@Brodehouse: That penny arcade comic wasn't funny when they published it, it isn't funny now. . And I'd say the issue comes down not to sacrifice, otherwise I wouldn't have loved the refusal ending as much as I did, but to the fact that the player is asked to play god with every race in the galaxy, kneeling to the will of an enemy that is clearly evil, and after all of that, even if you disagree with the catalyst, you still have to make a set of choices that undermine everything that was done to defeat the reapers. All of these ending, in my eyes, still count as a loss, because you make the same decision that the creators of the catalyst made: alter the universe out of fear of evolution, evolution that, as we've seen with the quarians and geth, the only two examples the game has every put forward involving conflict between synthetics and organics, can be deterred if both sides understand each other...you know, they're both life, they both deserve life, there's an array of themes there, but there alone. No matter what you do, you lose, whether it's all the life in the galaxy, the synthetics alone, or your organic life, you still lose no matter what you do. So really, what's the difference between the four endings? Nothing, you either die defying the reapers and allow the next cycle to fight them more effectively, or you corrupt an entire galaxy by imposing a godlike decision you alone made for the masses, because...why not?
People never wanted happy endings, or endings without sacrifice, but what was put forward, even now, doesn't solve the issue of the game at all. In three out of the four endings, the reapers still exist, with the potential to slaughter and decimate everyone, with only one ending destroying them outright, but also destroying all synthetic life, a solution that won't last, that isn't practical or beneficial to anyone or anything. Only one of the endings has the player make a meaningful choice, refuse to side with any form of solution a genocidal machine has to offer, and instead, go out fighting (something I think could have been expanded upon with the galactic readiness and all that lark, allowing for even the slightest chance of victory) the way you've been playing throughout the three titles, sticking it to the Reapers because their idealogy means total destruction for no logical reason.
But again, the assumption is that these endings were in line with the original story of the first two games, which we know is not true, so really and truly, this ending to the game never really meant much, it was pulled out of the air, given conflicting themes, and stapled to the end of the story with no regard for past events, so out of all of them, the only real choice that makes any sense is the refusal ending. In the end, people wanted choice, and what they got wasn't influenced in any significant way by their actions throughout that title. They were simply shoe-horned into a shitty ending because someone leaked the initial ending to the story, and Bioware didn't have the spine to send it out anyway.
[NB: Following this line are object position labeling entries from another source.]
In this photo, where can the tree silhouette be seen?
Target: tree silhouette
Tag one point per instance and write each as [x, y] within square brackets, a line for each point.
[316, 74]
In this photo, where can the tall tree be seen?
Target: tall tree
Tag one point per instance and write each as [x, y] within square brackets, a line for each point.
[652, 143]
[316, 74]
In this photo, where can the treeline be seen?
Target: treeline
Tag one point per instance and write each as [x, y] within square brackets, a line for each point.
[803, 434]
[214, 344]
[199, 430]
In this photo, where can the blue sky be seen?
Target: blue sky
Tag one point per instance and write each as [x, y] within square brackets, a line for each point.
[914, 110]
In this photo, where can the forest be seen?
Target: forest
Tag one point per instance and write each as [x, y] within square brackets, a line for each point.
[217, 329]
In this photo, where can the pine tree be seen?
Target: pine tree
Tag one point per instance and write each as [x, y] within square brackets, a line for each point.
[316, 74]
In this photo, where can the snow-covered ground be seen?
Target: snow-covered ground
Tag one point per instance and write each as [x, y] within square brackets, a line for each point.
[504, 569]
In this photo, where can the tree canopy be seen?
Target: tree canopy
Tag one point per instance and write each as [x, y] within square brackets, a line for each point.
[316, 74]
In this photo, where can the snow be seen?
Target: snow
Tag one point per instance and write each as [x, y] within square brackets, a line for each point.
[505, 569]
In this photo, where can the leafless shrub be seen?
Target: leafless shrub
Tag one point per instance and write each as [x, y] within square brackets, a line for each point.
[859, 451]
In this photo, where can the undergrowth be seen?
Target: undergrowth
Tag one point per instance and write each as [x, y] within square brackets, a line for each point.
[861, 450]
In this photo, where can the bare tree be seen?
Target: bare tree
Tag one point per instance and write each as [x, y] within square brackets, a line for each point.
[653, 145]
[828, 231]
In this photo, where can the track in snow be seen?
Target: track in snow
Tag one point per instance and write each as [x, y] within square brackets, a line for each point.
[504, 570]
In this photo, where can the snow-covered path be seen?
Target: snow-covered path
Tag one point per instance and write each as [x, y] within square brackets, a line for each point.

Also the catalyst was a serious deus ex machina that was never alluded to in prior titles, added specifically because everybody forgot about it for the first two scripts of the games. In that sense, I fail to see the argument against people who viewed the options given as total bullshit, nothing about this game seemed particularly coherent in terms of story, so really, I'd let people away with being pissed about how the ending turned out, it was a huge drop in quality and shouldn't have made the initial cut, nevermind the extended cut. In the grand scheme of things, I think people getting annoyed is kinda low on the list of problems revolving around this game.